Input already sorted by sequencing column

This transform by default assumes that the input data is already sorted based on the value selected in the Sequencing column box. If you deselect this check box, Data Services will re-sort the input data using the value in the Sequencing column box.

Use the re-sort capability of this transform only when necessary as it impacts job performance.

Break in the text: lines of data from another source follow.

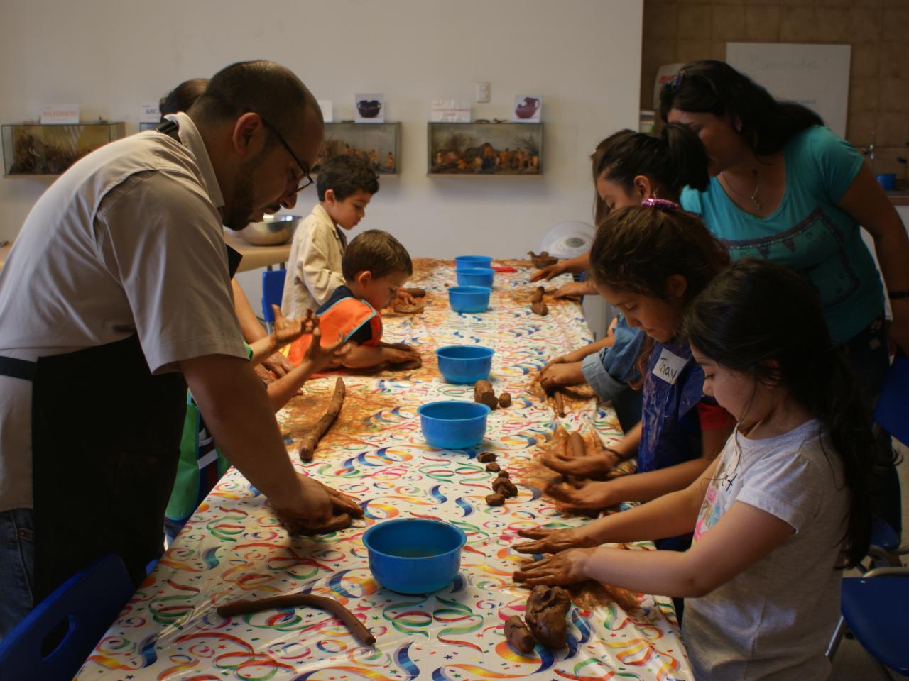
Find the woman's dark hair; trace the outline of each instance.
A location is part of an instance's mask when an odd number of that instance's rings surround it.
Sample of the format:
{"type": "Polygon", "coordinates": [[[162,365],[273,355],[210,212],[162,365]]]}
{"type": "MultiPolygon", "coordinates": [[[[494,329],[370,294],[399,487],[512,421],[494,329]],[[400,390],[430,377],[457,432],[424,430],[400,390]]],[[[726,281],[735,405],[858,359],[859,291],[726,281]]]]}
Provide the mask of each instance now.
{"type": "Polygon", "coordinates": [[[783,265],[745,258],[688,306],[682,329],[692,347],[720,366],[785,386],[829,433],[852,498],[844,567],[855,566],[871,542],[874,437],[844,351],[830,339],[817,291],[783,265]]]}
{"type": "MultiPolygon", "coordinates": [[[[626,192],[634,187],[635,175],[646,175],[664,191],[661,199],[677,202],[686,184],[704,192],[707,153],[697,135],[687,125],[669,123],[658,135],[620,130],[596,145],[590,157],[594,182],[604,175],[626,192]]],[[[606,207],[597,194],[594,200],[594,221],[599,224],[606,207]]]]}
{"type": "MultiPolygon", "coordinates": [[[[681,274],[685,305],[728,265],[725,247],[697,215],[681,208],[628,206],[614,211],[599,223],[590,249],[590,278],[594,283],[666,300],[666,281],[681,274]]],[[[653,347],[649,337],[642,344],[642,376],[647,373],[653,347]]]]}
{"type": "Polygon", "coordinates": [[[325,200],[329,189],[337,201],[344,201],[358,190],[375,194],[379,191],[379,177],[366,159],[343,153],[319,164],[319,176],[315,180],[319,201],[325,200]]]}
{"type": "Polygon", "coordinates": [[[207,85],[207,78],[190,78],[163,96],[158,104],[158,109],[161,111],[161,123],[165,122],[165,116],[168,114],[189,111],[189,107],[205,91],[207,85]]]}
{"type": "Polygon", "coordinates": [[[734,128],[759,156],[776,153],[812,125],[824,125],[811,109],[774,99],[751,78],[714,59],[686,64],[663,86],[660,116],[664,121],[671,109],[713,114],[734,122],[734,128]]]}

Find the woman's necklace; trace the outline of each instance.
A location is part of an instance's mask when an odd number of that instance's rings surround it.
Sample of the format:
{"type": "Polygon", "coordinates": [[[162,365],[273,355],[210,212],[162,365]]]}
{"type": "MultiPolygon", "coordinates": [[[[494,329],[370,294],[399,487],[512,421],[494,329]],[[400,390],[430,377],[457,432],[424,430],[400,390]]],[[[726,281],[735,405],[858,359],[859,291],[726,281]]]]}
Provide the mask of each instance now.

Additional grouping columns

In addition to the Sequencing column, you can sort input on additional columns by dragging them into this box from the input schema. Sorts are prioritized based first on the sequencing column and then on the order of the columns added to this box.

Row operation column

(Required) Specifies a column with one of the following output operation codes for each row:

  • I for INSERT
  • B for before-image of an UPDATE
  • U for after-image of an UPDATE
  • D for DELETE

If you are using a relational or mainframe CDC source table, the DI_OPERATION_TYPE column is automatically selected as the Row operation column.

Demonstration:- 

Create a job as below

In the Query Transformation add 2 fields (new output columns)  and map them as-

  • DI_SEQUENCE_NUMBER :- Map this with the function “ Gen_row_number ( )
  • DI_OPERATION_TYPE :- Map this with any one of the operation codes (  ‘I’, ‘U’, ‘D’, ‘B’)
  • I for INSERT
  • B for before-image of an UPDATE
  • U for after-image of an UPDATE
  • D for DELETE

Please find the screen shot below:

In the Transformation “ Map_CDC_Operation”  do the following mapping-

Select the respective fields for Sequence and the Row Operation columns

Sequencing Column  -> DI_Sequence_Number

Row Operation Column -> DI_Operation_Type

Save and execute the job and check the values in the target table.

The records will be inserted in to the target table.

Now go to Query Transformation and change the value of DI_Operation_Type to ‘D’ and once again execute the job.

Check the target table values and you will notice the data is deleted from the target table because of the operation code that you used in the query transformation.

Note: Target table is a permanent table here.